Left Turn On Red
Immediately after reviewing that Transylvanian Stud record, I’ve been getting a lot of requests for similar sounding projects. This was to be expected, however these bands definitely need the promotion. One such act is Dinosaur Eyelids, hailing from New Jersey. According to the concert flyer that the band enclosed (Thanks, guys!) their motto is, “We May Never Be Rich, But We Will Always Be Loud.” It’s a good motto for these sludgy doom-rockers, who craft mostly fairly short compositions with the exceptions of opener “Day Zero” and “L.A. Lady” which are still fairly into the four-minute mark. I found it interesting that the last four cuts on the album never moved past the three-minute mark. I guess this makes it easier for the band to get a greater variety of music in a fifteen to thirty minute set. As far as the sound goes, Kyuss, Floor and perhaps even Helmet seem to have a place here within what I would definitely consider a powerfully warm (the riffs are so fuzzy that you could use the disc as a heater, should yours go out during this winter season) performance that just wants the listener to rock out, more or less. “Basilone Bridge” immediately channels Soundgarden in the first couple of riffs as well, so there’s that. The band’s frontman Evan Staats has a rather glassy voice which I found a bit aggravating when I first jammed the disc from my mobile app, Pulsar – but now that I’m getting another listen to the record on my tuned Skullcandy laptop speakers (Hey, don’t talk shit about my Skullcandies!) I actually find his vocals to be quite tolerable, even enjoyable. The man definitely has a feel for melody and the lines are delivered with plenty of passion. As for personal influences, the band cites Black Sabbath and Soundgarden as you might expect; but also The Replacements and Ween, of which I’ve never heard. That also might be why the stark change in sound as we get into “Neshanic” and “L.A. Lady” which definitely bring us a different feel that the first couple of pieces. It basically rolls from the heavy territory right into that of alternative rock that I think The Edge down here would play in a heartbeat.
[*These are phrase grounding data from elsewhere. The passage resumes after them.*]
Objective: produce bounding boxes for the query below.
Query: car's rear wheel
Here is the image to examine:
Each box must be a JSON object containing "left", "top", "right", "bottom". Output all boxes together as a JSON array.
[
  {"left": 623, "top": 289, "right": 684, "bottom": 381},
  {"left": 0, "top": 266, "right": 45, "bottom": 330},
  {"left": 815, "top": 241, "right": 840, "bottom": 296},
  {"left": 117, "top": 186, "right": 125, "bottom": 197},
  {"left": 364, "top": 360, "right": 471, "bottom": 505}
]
These guys claim to be real rock and roll, which I’ll certainly vouch for. That doesn’t always mean heavy, as ballad “Whiskey” showcases pretty well with acoustics and a harmonica. It is a bit of an unexpected segue, but I can’t blame these guys for deviating from the style of their first three cuts which would have made for a boring and less varied release. That doesn’t surprise me, seeing as Turn Left On Red is the band’s third full-length. Guitarist Patrick McKnight proves his worth in versatility here as well, with a good mix of rock, heavy metal and overall psychedelia that I feel should be on the rock radio right now. According to my press info, most of the focus tracks here are all FCC approved, which means that practically any radio station could play them, and they’d hit pretty hard at that.
The problem with our local radio station here in Arkansas, is that they seem to think that the same few hard rock acts played over and over will appeal to people to the effect that they’ll never get bored. If it’s not nineties nostalgia, its modern acts like Five Finger Death Punch and Volbeat who get played almost endlessly. Then they have to remind us of Nirvana, Soundgarden and Alice In Chains, while bringing up Linkin Park and Disturbed classics all in the same playlist. As we’re drowning in all of this nostalgia, people are literally forgetting that new music in the rock genre is still being created. Though this could also be the reason why people are changing over to satellite radio, which is little better – but to be honest, I’m not hearing as many obscure acts as there as I would have liked. With ten or twenty new albums releasing almost every twenty-four hours, there just isn’t enough promotion going around for all of these acts. (It’s just an influx of music that no one in their right mind could ever completely cover.)
That being said, Dinosaur Eyelids definitely have what it takes to rock, even though their fans and certain sections of the music industry are already aware of that. What’s peculiar to me, is why I haven’t heard of them before now?